16.07.2007
101? Nie! W produkcji Disneya zagrało aż 250 dalmatyńczyków
psy.pl
Ten tekst przeczytasz w 4 minuty
Ile psów potrzeba do zagrania „101 dalmatyńczyków”? Okazuje się, że nawet 200 nie wystarczy – zwłaszcza gdy chodzi o małoletnich czworonożnych aktorów.
fot. Shutterstock
Historia demonicznej Cruelli, która obsesyjnie pragnie futra w ciapki i w związku z tym porywa szczeniaki swojej pracownicy Anity oraz 84 inne małe dalmatyńczyki, by z ich skóry uszyć upragnione okrycie, porusza całe pokolenia. Najpierw za sprawą książki „101 dalmatyńczyków” brytyjskiej autorki Dodie Smith, wydanej w 1956 r., potem – dzięki klasycznej produkcji Disneya (1961) na jej podstawie. Wreszcie w 1996 r. disneyowski film animowany doczekał się wersji aktorskiej, w której zagrali Glenn Close i Jeff Daniels.
Za tresurę zwierząt w filmie „101 dalmatyńczyków” odpowiadał Gary Gero, który wcześniej pracował m.in. przy „Księdze dżungli”, oraz grupa treserów z Birds and Animals Unlimited. Zdjęcia nakręcono w Anglii, stamtąd też pochodziły wszystkie czworonogi.
Od hodowli do hodowli
Ekipa Gero rozpoczęła poszukiwania psów latem 1995 r. Szybko udało się znaleźć wykonawców ról pary dalmatyńczyków – Ponga i Cziki (w książce nosi ona imię Perdita). Cztery psy grały samca, a trzy – suczkę. Treserem Pongo był Mark Forbes, a Cziki – Roger Schumacher.

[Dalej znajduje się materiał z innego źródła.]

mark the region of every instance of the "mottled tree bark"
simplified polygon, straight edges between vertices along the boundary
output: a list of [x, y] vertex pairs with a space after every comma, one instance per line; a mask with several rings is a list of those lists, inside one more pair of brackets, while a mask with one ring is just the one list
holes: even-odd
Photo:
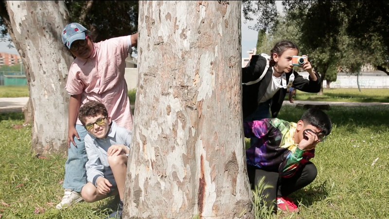
[[32, 145], [37, 152], [67, 149], [69, 97], [65, 89], [72, 58], [63, 52], [61, 34], [68, 11], [63, 1], [6, 1], [21, 56], [33, 110]]
[[240, 1], [140, 1], [124, 218], [251, 218]]

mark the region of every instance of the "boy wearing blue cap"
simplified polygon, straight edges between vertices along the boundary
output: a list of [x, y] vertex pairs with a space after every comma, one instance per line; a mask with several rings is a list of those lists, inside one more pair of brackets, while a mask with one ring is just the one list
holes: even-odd
[[77, 23], [67, 25], [61, 34], [64, 46], [75, 58], [65, 87], [71, 95], [69, 149], [63, 185], [65, 195], [56, 206], [59, 209], [83, 201], [81, 192], [87, 183], [84, 138], [88, 132], [77, 118], [80, 108], [90, 101], [100, 102], [106, 108], [112, 120], [132, 130], [132, 113], [124, 74], [125, 59], [138, 41], [136, 33], [95, 43], [93, 35]]

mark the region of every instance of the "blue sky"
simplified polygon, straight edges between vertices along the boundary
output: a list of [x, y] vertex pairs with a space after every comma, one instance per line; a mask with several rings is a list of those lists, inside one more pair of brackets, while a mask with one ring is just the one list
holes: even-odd
[[[277, 11], [280, 13], [282, 13], [282, 1], [276, 1]], [[244, 23], [243, 13], [242, 14], [242, 57], [248, 57], [247, 51], [255, 47], [257, 44], [258, 32], [248, 29], [248, 26], [253, 26], [257, 22], [257, 18], [253, 18], [252, 21], [248, 21], [246, 24]], [[8, 45], [7, 42], [0, 42], [0, 52], [8, 53], [12, 54], [18, 54], [18, 51], [15, 48], [9, 49], [7, 47]]]

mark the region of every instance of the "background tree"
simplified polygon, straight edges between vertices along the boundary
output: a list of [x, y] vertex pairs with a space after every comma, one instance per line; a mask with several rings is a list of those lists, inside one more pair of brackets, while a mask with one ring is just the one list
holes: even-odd
[[[31, 111], [23, 111], [26, 116], [25, 123], [29, 121], [28, 115], [33, 115], [34, 117], [35, 123], [33, 126], [35, 128], [33, 128], [32, 135], [33, 148], [38, 151], [66, 150], [66, 144], [63, 144], [63, 140], [66, 139], [67, 137], [65, 134], [67, 133], [66, 124], [68, 123], [69, 95], [64, 87], [67, 79], [68, 70], [72, 58], [69, 54], [63, 53], [60, 32], [66, 24], [71, 22], [79, 22], [86, 27], [91, 28], [97, 34], [97, 41], [112, 37], [132, 34], [137, 31], [138, 28], [138, 1], [31, 1], [27, 3], [22, 1], [22, 3], [17, 4], [16, 2], [10, 1], [10, 3], [12, 3], [14, 5], [21, 6], [25, 4], [26, 5], [22, 9], [18, 8], [14, 9], [12, 8], [12, 16], [14, 16], [12, 17], [10, 16], [10, 8], [9, 7], [7, 9], [6, 1], [0, 1], [0, 26], [2, 27], [0, 28], [0, 40], [8, 41], [10, 42], [10, 46], [12, 46], [11, 42], [13, 42], [22, 56], [30, 93], [30, 100], [23, 109], [27, 111], [29, 109], [34, 110], [33, 114]], [[44, 8], [41, 4], [52, 2], [58, 2], [59, 3], [56, 3], [56, 5], [60, 5], [61, 7], [64, 8], [57, 8], [53, 12], [49, 12], [48, 14], [41, 13], [49, 9], [45, 8], [44, 10], [40, 10]], [[68, 8], [70, 9], [70, 17], [68, 15], [69, 12]], [[51, 8], [50, 9], [51, 10]], [[27, 10], [29, 10], [30, 11], [27, 12]], [[34, 14], [35, 10], [38, 11], [39, 13]], [[18, 13], [27, 14], [28, 17], [34, 15], [33, 18], [35, 19], [34, 22], [35, 23], [32, 21], [29, 25], [32, 26], [29, 26], [28, 29], [24, 26], [20, 27], [19, 23], [16, 23], [19, 22], [18, 19], [20, 19], [17, 16]], [[36, 15], [41, 17], [37, 17]], [[62, 16], [61, 19], [64, 20], [63, 22], [55, 20], [56, 22], [53, 22], [47, 17], [53, 16], [54, 18], [58, 18], [60, 15]], [[14, 25], [17, 26], [12, 26], [11, 25], [13, 19], [17, 19]], [[43, 20], [47, 20], [47, 23], [42, 23]], [[21, 25], [25, 25], [22, 22], [20, 23]], [[44, 31], [42, 31], [42, 29], [44, 29]], [[15, 30], [18, 32], [22, 30], [24, 31], [24, 36], [22, 38], [20, 36], [17, 36], [15, 37], [16, 35], [14, 33]], [[30, 38], [25, 38], [26, 37]], [[42, 38], [46, 41], [39, 44], [38, 41], [36, 40], [43, 39], [38, 38]], [[32, 46], [31, 43], [35, 47], [36, 50], [34, 51], [36, 54], [33, 54], [32, 49], [26, 50], [27, 45], [30, 47]], [[39, 46], [46, 47], [42, 48]], [[64, 55], [66, 56], [63, 57], [63, 60], [59, 56], [56, 57], [57, 55], [62, 56]], [[43, 57], [42, 59], [37, 61], [35, 59], [35, 58], [41, 57]], [[47, 60], [49, 57], [51, 58], [50, 60]], [[53, 62], [53, 58], [57, 58], [55, 60], [57, 63]], [[48, 64], [49, 62], [52, 62], [52, 65]], [[36, 63], [39, 64], [41, 63], [42, 65], [44, 64], [46, 65], [44, 67], [44, 65], [39, 68], [35, 67], [35, 65]], [[53, 68], [55, 68], [55, 69]], [[49, 74], [51, 74], [49, 75]], [[35, 83], [39, 83], [39, 85], [36, 85]], [[46, 88], [46, 85], [50, 85], [53, 88]], [[40, 87], [41, 86], [44, 86], [45, 89], [42, 89], [43, 88]], [[33, 86], [34, 87], [32, 88]], [[46, 99], [46, 97], [48, 99]], [[48, 104], [45, 103], [47, 100], [54, 97], [57, 99], [51, 102], [52, 105], [47, 106]], [[56, 105], [60, 105], [61, 102], [63, 103], [63, 106]], [[31, 104], [34, 106], [30, 106]], [[38, 111], [41, 108], [44, 108], [45, 110]], [[61, 125], [58, 126], [55, 123], [54, 121], [56, 120]], [[43, 133], [46, 128], [41, 129], [40, 127], [49, 126], [51, 126], [53, 129], [45, 131], [45, 133]], [[38, 133], [36, 132], [38, 131], [40, 133], [36, 135], [42, 136], [38, 136], [34, 134]]]
[[58, 28], [66, 24], [67, 9], [62, 1], [7, 1], [6, 7], [9, 17], [3, 21], [21, 55], [29, 87], [33, 146], [38, 152], [63, 150], [69, 98], [65, 85], [71, 59], [62, 51]]
[[140, 2], [124, 218], [252, 218], [241, 2]]
[[65, 1], [70, 22], [85, 25], [99, 42], [138, 31], [139, 1]]
[[[277, 26], [274, 1], [243, 1], [245, 19], [252, 20], [252, 17], [256, 16], [259, 21], [266, 23], [251, 27], [252, 29], [268, 30]], [[343, 28], [344, 35], [358, 39], [354, 47], [364, 52], [375, 48], [370, 64], [389, 75], [389, 1], [287, 0], [283, 1], [283, 5], [289, 23], [300, 27], [301, 43], [306, 44], [309, 54], [327, 53], [323, 56], [324, 59], [313, 63], [320, 74], [324, 73], [322, 77], [326, 77], [325, 70], [334, 61], [330, 59], [339, 58], [336, 55], [341, 46], [337, 41]], [[266, 9], [256, 10], [260, 6]], [[375, 39], [369, 44], [371, 38]], [[316, 52], [312, 54], [311, 51]]]

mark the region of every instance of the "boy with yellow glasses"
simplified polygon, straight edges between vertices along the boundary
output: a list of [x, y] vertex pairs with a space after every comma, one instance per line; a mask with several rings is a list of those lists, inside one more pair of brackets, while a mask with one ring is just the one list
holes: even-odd
[[84, 104], [78, 118], [88, 132], [84, 140], [88, 182], [81, 196], [86, 201], [92, 202], [119, 193], [118, 211], [108, 218], [121, 219], [131, 131], [111, 121], [106, 107], [97, 101]]

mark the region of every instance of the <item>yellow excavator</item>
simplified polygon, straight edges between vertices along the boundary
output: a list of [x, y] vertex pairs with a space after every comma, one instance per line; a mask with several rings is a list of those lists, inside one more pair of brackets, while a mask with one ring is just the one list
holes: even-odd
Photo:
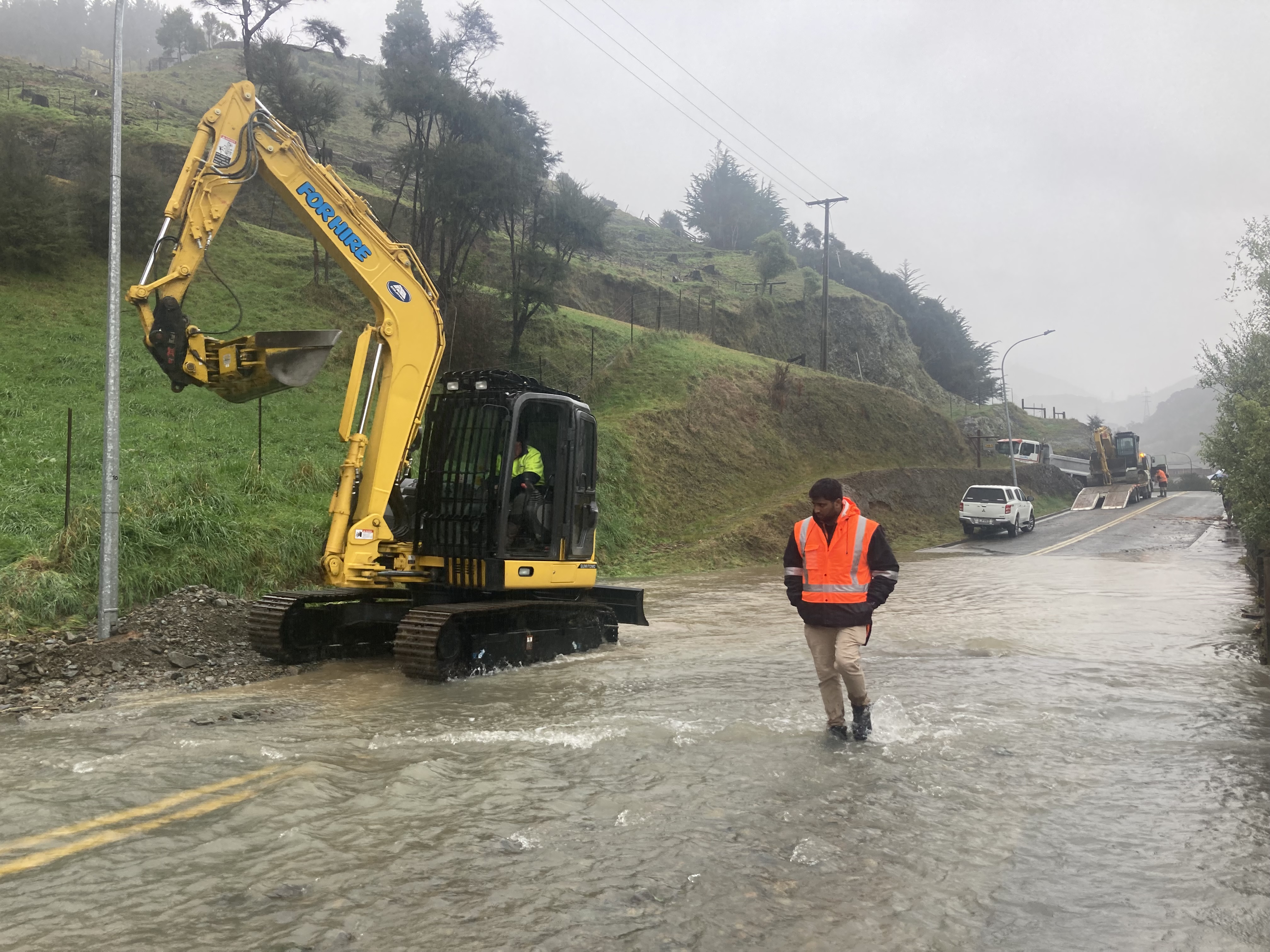
[[1139, 449], [1137, 433], [1113, 434], [1107, 426], [1093, 430], [1090, 475], [1086, 487], [1072, 501], [1072, 509], [1124, 509], [1139, 499], [1151, 499], [1151, 465]]
[[[340, 334], [222, 340], [184, 314], [194, 273], [255, 175], [376, 316], [357, 339], [339, 420], [348, 453], [320, 557], [324, 588], [255, 602], [257, 650], [284, 663], [391, 650], [405, 674], [444, 680], [615, 642], [618, 622], [648, 625], [641, 589], [596, 584], [589, 407], [504, 369], [439, 374], [444, 325], [414, 249], [309, 156], [250, 83], [234, 84], [199, 122], [141, 282], [127, 292], [171, 388], [244, 402], [301, 387]], [[151, 281], [161, 255], [166, 273]]]

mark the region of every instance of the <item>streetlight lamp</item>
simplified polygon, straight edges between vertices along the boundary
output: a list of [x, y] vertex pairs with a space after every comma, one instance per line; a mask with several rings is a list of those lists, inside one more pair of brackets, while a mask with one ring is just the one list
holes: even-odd
[[1010, 453], [1010, 482], [1013, 486], [1019, 485], [1019, 473], [1015, 471], [1015, 433], [1013, 428], [1010, 425], [1010, 401], [1006, 397], [1006, 358], [1010, 357], [1010, 352], [1026, 340], [1035, 340], [1036, 338], [1044, 338], [1053, 334], [1052, 330], [1046, 330], [1044, 334], [1033, 334], [1030, 338], [1024, 338], [1022, 340], [1016, 340], [1013, 344], [1006, 348], [1006, 353], [1001, 355], [1001, 409], [1006, 411], [1006, 451]]

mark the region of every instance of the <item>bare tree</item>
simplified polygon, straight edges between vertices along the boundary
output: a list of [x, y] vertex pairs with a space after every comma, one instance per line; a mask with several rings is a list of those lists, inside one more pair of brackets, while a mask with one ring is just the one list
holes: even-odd
[[255, 63], [253, 44], [257, 34], [264, 29], [269, 19], [304, 0], [194, 0], [194, 5], [204, 10], [216, 10], [239, 24], [243, 38], [243, 71], [255, 83]]

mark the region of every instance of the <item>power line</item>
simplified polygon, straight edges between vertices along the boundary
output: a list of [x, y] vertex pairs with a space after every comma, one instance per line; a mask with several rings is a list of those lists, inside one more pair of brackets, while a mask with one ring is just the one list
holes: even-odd
[[[582, 30], [580, 30], [580, 29], [579, 29], [578, 27], [575, 27], [575, 25], [574, 25], [573, 23], [570, 23], [570, 22], [568, 20], [568, 19], [565, 19], [565, 18], [564, 18], [564, 17], [563, 17], [563, 15], [561, 15], [561, 14], [560, 14], [560, 13], [559, 13], [558, 10], [555, 10], [554, 8], [551, 8], [551, 6], [550, 6], [550, 5], [549, 5], [549, 4], [546, 3], [546, 0], [538, 0], [538, 3], [540, 3], [540, 4], [542, 4], [542, 6], [545, 6], [545, 8], [547, 9], [547, 10], [550, 10], [550, 11], [551, 11], [551, 14], [554, 14], [554, 15], [555, 15], [555, 17], [556, 17], [556, 18], [558, 18], [558, 19], [559, 19], [559, 20], [560, 20], [561, 23], [564, 23], [564, 24], [565, 24], [565, 25], [566, 25], [566, 27], [568, 27], [569, 29], [572, 29], [572, 30], [573, 30], [574, 33], [577, 33], [577, 34], [578, 34], [579, 37], [582, 37], [582, 38], [583, 38], [583, 39], [585, 39], [585, 41], [587, 41], [588, 43], [591, 43], [591, 44], [592, 44], [593, 47], [596, 47], [596, 50], [598, 50], [598, 51], [599, 51], [599, 52], [602, 52], [602, 53], [603, 53], [605, 56], [607, 56], [607, 57], [608, 57], [610, 60], [612, 60], [612, 61], [613, 61], [615, 63], [617, 63], [617, 65], [618, 65], [618, 66], [621, 66], [621, 67], [622, 67], [624, 70], [626, 70], [626, 72], [629, 72], [629, 74], [630, 74], [631, 76], [634, 76], [634, 77], [635, 77], [636, 80], [639, 80], [639, 81], [640, 81], [641, 84], [644, 84], [645, 86], [648, 86], [648, 89], [649, 89], [649, 90], [652, 90], [652, 93], [653, 93], [654, 95], [657, 95], [657, 96], [658, 96], [659, 99], [662, 99], [662, 100], [663, 100], [663, 102], [664, 102], [664, 103], [665, 103], [667, 105], [669, 105], [669, 107], [671, 107], [672, 109], [674, 109], [674, 110], [676, 110], [677, 113], [679, 113], [679, 116], [682, 116], [682, 117], [683, 117], [685, 119], [687, 119], [688, 122], [691, 122], [691, 123], [692, 123], [693, 126], [696, 126], [696, 127], [697, 127], [698, 129], [701, 129], [702, 132], [705, 132], [705, 133], [706, 133], [707, 136], [711, 136], [711, 137], [712, 137], [712, 138], [715, 138], [715, 140], [719, 140], [719, 138], [720, 138], [720, 136], [719, 136], [719, 133], [718, 133], [718, 132], [712, 132], [712, 131], [707, 129], [707, 128], [706, 128], [705, 126], [702, 126], [702, 124], [701, 124], [701, 123], [700, 123], [700, 122], [698, 122], [697, 119], [695, 119], [693, 117], [688, 116], [688, 113], [683, 112], [683, 109], [681, 109], [681, 108], [679, 108], [679, 107], [678, 107], [678, 105], [677, 105], [676, 103], [673, 103], [673, 102], [671, 102], [669, 99], [667, 99], [667, 98], [665, 98], [665, 95], [664, 95], [664, 94], [663, 94], [663, 93], [662, 93], [662, 91], [660, 91], [659, 89], [657, 89], [655, 86], [653, 86], [653, 85], [652, 85], [652, 84], [650, 84], [650, 83], [649, 83], [648, 80], [645, 80], [645, 79], [644, 79], [643, 76], [640, 76], [640, 75], [639, 75], [638, 72], [635, 72], [635, 71], [634, 71], [634, 70], [632, 70], [631, 67], [629, 67], [629, 66], [627, 66], [626, 63], [624, 63], [624, 62], [622, 62], [621, 60], [618, 60], [618, 58], [617, 58], [616, 56], [613, 56], [613, 55], [612, 55], [611, 52], [608, 52], [608, 51], [607, 51], [607, 50], [605, 50], [605, 48], [603, 48], [602, 46], [599, 46], [599, 43], [597, 43], [597, 42], [596, 42], [594, 39], [592, 39], [592, 38], [591, 38], [591, 37], [588, 37], [588, 36], [587, 36], [585, 33], [583, 33], [583, 32], [582, 32]], [[745, 155], [744, 152], [742, 152], [742, 151], [740, 151], [739, 149], [737, 149], [735, 146], [733, 146], [733, 151], [734, 151], [734, 152], [737, 152], [737, 155], [739, 155], [739, 156], [740, 156], [742, 159], [744, 159], [744, 160], [745, 160], [745, 161], [747, 161], [747, 162], [749, 164], [749, 165], [753, 165], [753, 166], [756, 166], [756, 168], [758, 166], [758, 162], [754, 162], [754, 161], [753, 161], [752, 159], [749, 159], [749, 156], [747, 156], [747, 155]], [[791, 187], [791, 185], [790, 185], [789, 183], [786, 183], [786, 182], [781, 180], [781, 179], [780, 179], [779, 176], [775, 176], [775, 175], [773, 175], [772, 178], [773, 178], [773, 179], [775, 179], [776, 182], [779, 182], [779, 183], [780, 183], [780, 184], [781, 184], [781, 185], [782, 185], [782, 187], [784, 187], [785, 189], [787, 189], [789, 192], [794, 193], [795, 195], [798, 195], [798, 193], [800, 192], [800, 189], [796, 189], [796, 188], [792, 188], [792, 187]], [[801, 195], [799, 195], [799, 198], [800, 198], [800, 201], [801, 201]]]
[[[613, 8], [613, 5], [612, 5], [611, 3], [608, 3], [608, 0], [599, 0], [599, 3], [602, 3], [602, 4], [603, 4], [605, 6], [607, 6], [607, 8], [610, 9], [610, 10], [612, 10], [612, 11], [613, 11], [613, 13], [615, 13], [615, 14], [617, 15], [617, 18], [618, 18], [618, 19], [620, 19], [620, 20], [621, 20], [622, 23], [625, 23], [625, 24], [626, 24], [627, 27], [630, 27], [630, 28], [631, 28], [632, 30], [635, 30], [635, 32], [636, 32], [636, 33], [639, 33], [639, 34], [640, 34], [641, 37], [644, 37], [644, 39], [645, 39], [645, 41], [648, 41], [648, 43], [649, 43], [649, 44], [650, 44], [650, 46], [652, 46], [652, 47], [653, 47], [654, 50], [657, 50], [657, 52], [659, 52], [659, 53], [660, 53], [662, 56], [664, 56], [664, 57], [665, 57], [667, 60], [669, 60], [669, 61], [671, 61], [671, 62], [673, 62], [673, 63], [674, 63], [676, 66], [678, 66], [678, 67], [679, 67], [679, 69], [681, 69], [681, 70], [682, 70], [682, 71], [683, 71], [683, 72], [685, 72], [685, 74], [686, 74], [686, 75], [688, 76], [688, 79], [691, 79], [691, 80], [692, 80], [693, 83], [696, 83], [696, 84], [697, 84], [698, 86], [701, 86], [701, 89], [704, 89], [704, 90], [705, 90], [706, 93], [709, 93], [709, 94], [710, 94], [710, 95], [712, 95], [712, 96], [714, 96], [715, 99], [718, 99], [718, 100], [719, 100], [720, 103], [723, 103], [723, 104], [724, 104], [724, 107], [726, 107], [726, 109], [728, 109], [729, 112], [732, 112], [732, 113], [733, 113], [733, 116], [735, 116], [735, 117], [737, 117], [738, 119], [740, 119], [740, 121], [742, 121], [743, 123], [745, 123], [747, 126], [749, 126], [749, 128], [752, 128], [752, 129], [753, 129], [754, 132], [757, 132], [757, 133], [758, 133], [759, 136], [762, 136], [763, 138], [766, 138], [766, 140], [767, 140], [768, 142], [771, 142], [771, 143], [772, 143], [773, 146], [776, 146], [777, 149], [780, 149], [780, 150], [781, 150], [781, 152], [784, 152], [784, 154], [785, 154], [786, 156], [789, 156], [790, 159], [792, 159], [792, 160], [794, 160], [794, 161], [795, 161], [795, 162], [798, 164], [798, 166], [799, 166], [800, 169], [803, 169], [803, 171], [805, 171], [805, 173], [806, 173], [808, 175], [810, 175], [812, 178], [814, 178], [814, 179], [815, 179], [817, 182], [819, 182], [819, 183], [820, 183], [822, 185], [824, 185], [826, 188], [828, 188], [828, 189], [829, 189], [831, 192], [841, 192], [841, 189], [838, 189], [838, 188], [834, 188], [834, 187], [833, 187], [833, 185], [831, 185], [831, 184], [829, 184], [828, 182], [826, 182], [826, 180], [824, 180], [824, 179], [822, 179], [822, 178], [820, 178], [819, 175], [817, 175], [817, 174], [815, 174], [814, 171], [812, 171], [812, 170], [810, 170], [810, 169], [808, 169], [808, 168], [806, 168], [805, 165], [803, 165], [803, 162], [800, 162], [800, 161], [798, 160], [798, 157], [795, 157], [795, 156], [794, 156], [794, 155], [791, 155], [791, 154], [790, 154], [789, 151], [786, 151], [786, 150], [785, 150], [785, 147], [784, 147], [784, 146], [781, 146], [781, 143], [780, 143], [780, 142], [777, 142], [777, 141], [776, 141], [775, 138], [772, 138], [772, 137], [771, 137], [771, 136], [768, 136], [768, 135], [767, 135], [766, 132], [763, 132], [763, 131], [762, 131], [761, 128], [758, 128], [758, 127], [757, 127], [757, 126], [756, 126], [754, 123], [752, 123], [752, 122], [751, 122], [749, 119], [747, 119], [747, 118], [745, 118], [744, 116], [742, 116], [742, 114], [740, 114], [739, 112], [737, 112], [737, 110], [735, 110], [735, 109], [734, 109], [734, 108], [733, 108], [732, 105], [729, 105], [729, 104], [728, 104], [728, 103], [726, 103], [726, 102], [725, 102], [725, 100], [723, 99], [723, 96], [720, 96], [720, 95], [719, 95], [718, 93], [715, 93], [715, 91], [714, 91], [712, 89], [710, 89], [710, 86], [707, 86], [707, 85], [706, 85], [705, 83], [702, 83], [701, 80], [698, 80], [698, 79], [697, 79], [696, 76], [693, 76], [693, 75], [692, 75], [692, 72], [690, 72], [690, 71], [688, 71], [688, 67], [686, 67], [686, 66], [685, 66], [683, 63], [681, 63], [681, 62], [679, 62], [678, 60], [676, 60], [676, 58], [674, 58], [673, 56], [671, 56], [671, 55], [669, 55], [668, 52], [665, 52], [665, 51], [664, 51], [664, 50], [663, 50], [662, 47], [659, 47], [659, 46], [658, 46], [657, 43], [654, 43], [654, 42], [653, 42], [653, 39], [652, 39], [652, 37], [649, 37], [649, 36], [648, 36], [646, 33], [644, 33], [644, 30], [641, 30], [641, 29], [640, 29], [639, 27], [636, 27], [636, 25], [635, 25], [634, 23], [631, 23], [630, 20], [627, 20], [627, 19], [626, 19], [625, 17], [622, 17], [621, 11], [618, 11], [618, 10], [617, 10], [616, 8]], [[572, 5], [572, 4], [570, 4], [570, 5]]]
[[[598, 23], [596, 23], [593, 19], [591, 19], [591, 17], [585, 13], [585, 10], [578, 9], [577, 4], [574, 4], [573, 0], [564, 0], [564, 1], [569, 6], [572, 6], [578, 15], [580, 15], [584, 20], [587, 20], [587, 23], [589, 23], [592, 27], [594, 27], [601, 33], [603, 33], [606, 37], [608, 37], [608, 39], [611, 42], [613, 42], [617, 46], [618, 50], [621, 50], [624, 53], [626, 53], [629, 57], [631, 57], [635, 62], [638, 62], [640, 66], [643, 66], [645, 70], [648, 70], [650, 74], [653, 74], [657, 79], [659, 79], [663, 84], [665, 84], [671, 89], [672, 93], [674, 93], [677, 96], [679, 96], [683, 102], [686, 102], [688, 105], [691, 105], [698, 113], [701, 113], [702, 116], [705, 116], [706, 119], [709, 119], [715, 126], [718, 126], [719, 128], [721, 128], [724, 132], [726, 132], [729, 136], [732, 136], [735, 141], [740, 142], [740, 145], [745, 146], [745, 149], [751, 150], [754, 155], [757, 155], [759, 159], [762, 159], [762, 161], [768, 166], [768, 170], [776, 169], [782, 175], [785, 175], [785, 178], [787, 178], [790, 182], [794, 182], [801, 192], [805, 192], [808, 194], [812, 193], [812, 189], [806, 188], [806, 185], [804, 185], [801, 182], [796, 182], [792, 175], [790, 175], [784, 169], [780, 169], [780, 166], [777, 166], [776, 162], [773, 162], [771, 159], [768, 159], [767, 156], [765, 156], [763, 154], [761, 154], [757, 149], [754, 149], [753, 146], [751, 146], [748, 142], [744, 142], [740, 138], [740, 136], [738, 136], [735, 132], [733, 132], [732, 129], [729, 129], [726, 126], [724, 126], [721, 122], [719, 122], [714, 116], [711, 116], [710, 113], [707, 113], [700, 105], [697, 105], [696, 103], [693, 103], [692, 99], [690, 99], [686, 94], [683, 94], [682, 91], [679, 91], [676, 88], [676, 85], [673, 83], [671, 83], [671, 80], [668, 80], [665, 76], [663, 76], [662, 74], [659, 74], [657, 70], [654, 70], [646, 62], [644, 62], [643, 60], [640, 60], [639, 56], [636, 56], [626, 46], [624, 46], [622, 42], [620, 39], [617, 39], [612, 33], [610, 33], [603, 27], [601, 27]], [[725, 103], [725, 105], [726, 105], [726, 103]], [[799, 195], [799, 198], [801, 199], [803, 195]]]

Znacznie trudniejszym zadaniem okazało się znalezienie pozostałych dalmatyńczyków, szczeniaków w wieku około dwóch miesięcy. W angielskich gazetach pojawiły się ogłoszenia o poszukiwaniu hodowców chętnych wypożyczyć pieski do zdjęć. Choć zakupienie ich byłoby łatwiejsze, filmowcy woleli je wynająć, by mieć pewność, że po ukończeniu zdjęć wszystkie znajdą dom.
Odzew był ogromny. Lekarz weterynarii Peter Scott i treserka szczeniaków Mary Kay Snyder musieli odwiedzić wiele hodowli, by wytypować najlepszych małoletnich kandydatów do filmowej kariery. Potem Snyder z pomocą 12 brytyjskich treserów przez dwa tygodnie szkoliła wybrane maluchy w ich domach. Dopiero później trafiły one na plan zdjęciowy. Była to też swoista kwarantanna, pozwalająca się upewnić, czy psy są zdrowe.
Sterylna scenografia
Filmowcy bardzo dbali, by pieski miały jak najlepsze warunki, a ich zdrowiu nic nie zagrażało. Ponieważ razem mieszkało i pracowało ponad sto szczeniaków, istniało ryzyko, że jeśli jeden zachoruje, zarazi wszystkie. Scenograf Assheton Gorton przygotował dekoracje, mając na uwadze przede wszystkim bezpieczeństwo czworonogów – na przykład schody zbudowano na tyle małe, by psiaki nie mogły z nich spaść. Cierpliwie dezynfekowano wszystkie elementy scenografii i rekwizyty. Na planie wydzielono specjalną strefę tylko dla szczeniaków, do której nie mieli wstępu aktorzy i ekipa. Natomiast treserzy musieli przejść dezynfekcję i dokładnie myć ręce, gdy do niej wkraczali. Harmonogram zdjęć również podporządkowany był szczeniakom, porom ich karmienia, drzemek i zabaw. Ponieważ bardzo szybko rosły, ekipa musiała się uwijać, a i tak trzeba było je wymieniać raz na miesiąc…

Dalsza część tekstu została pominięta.